Use #if IS_ENABLED(CONFIG_XXX) instead of #ifdef CONFIG_XXX to ensure that the code inside the #if block continues to compile if the config changes to a tristate config in the future. The differences are as follows:

  • #if IS_ENABLED(CONFIG_XXX) evaluates to true when CONFIG_XXX is set to module (=m) or built-in (=y).

  • #ifdef CONFIG_XXX evaluates to true when CONFIG_XXX is set to built-in (=y) , but doesn't when CONFIG_XXX is set to module (=m). Use this only when you're certain you want to do the same thing when the config is set to module or is disabled.

Use the correct macro for conditional compiles

If a CONFIG_XXX is set to module (=m), the build system automatically defines CONFIG_XXX_MODULE. If your driver is controlled by CONFIG_XXX and you want to check if your driver is being compiled as a module, use the following guidelines:

  • In the C file (or any source file that isn't a header file) for your driver, don't use #ifdef CONFIG_XXX_MODULE as it's unnecessarily restrictive and breaks if the config is renamed to CONFIG_XYZ. For any non-header source file that's compiled into a module, the build system automatically defines MODULE for the scope of that file.
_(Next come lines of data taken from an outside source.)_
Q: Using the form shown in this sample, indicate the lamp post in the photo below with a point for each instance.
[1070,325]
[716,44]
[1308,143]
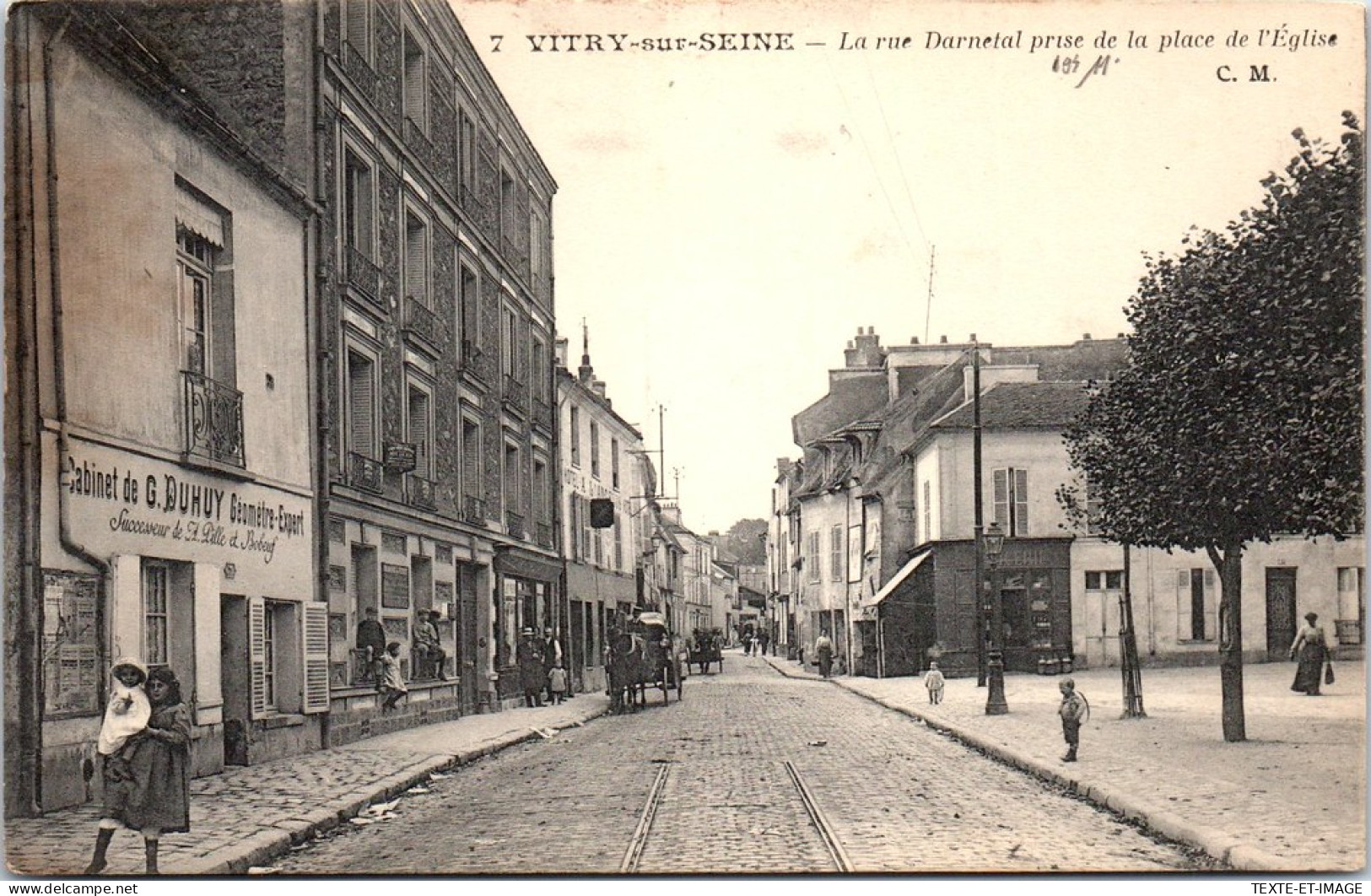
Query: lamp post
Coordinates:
[978,584]
[994,542]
Therefore, to check if a C file (or any non-header source file) is being compiled as part of a module, use #ifdef MODULE (without the CONFIG_ prefix).

  • In header files, the same check is tricker because header files aren't compiled directly into a binary but rather compiled as part of a C file (or other source files). Use the following rules for header files:

    • For a header file that uses #ifdef MODULE, the result changes based on which source file is using it. This means the same header file in the same build can have different parts of its code compiled for different source files (module versus built-in or disabled). This can be useful when you want to define a macro that needs to expand one way for built-in code and expand in a different way for a module.

    • For a header file that needs to compile in a piece of code when a specific CONFIG_XXX is set to module (regardless of whether the source file including it is a module), the header file must use #ifdef CONFIG_XXX_MODULE.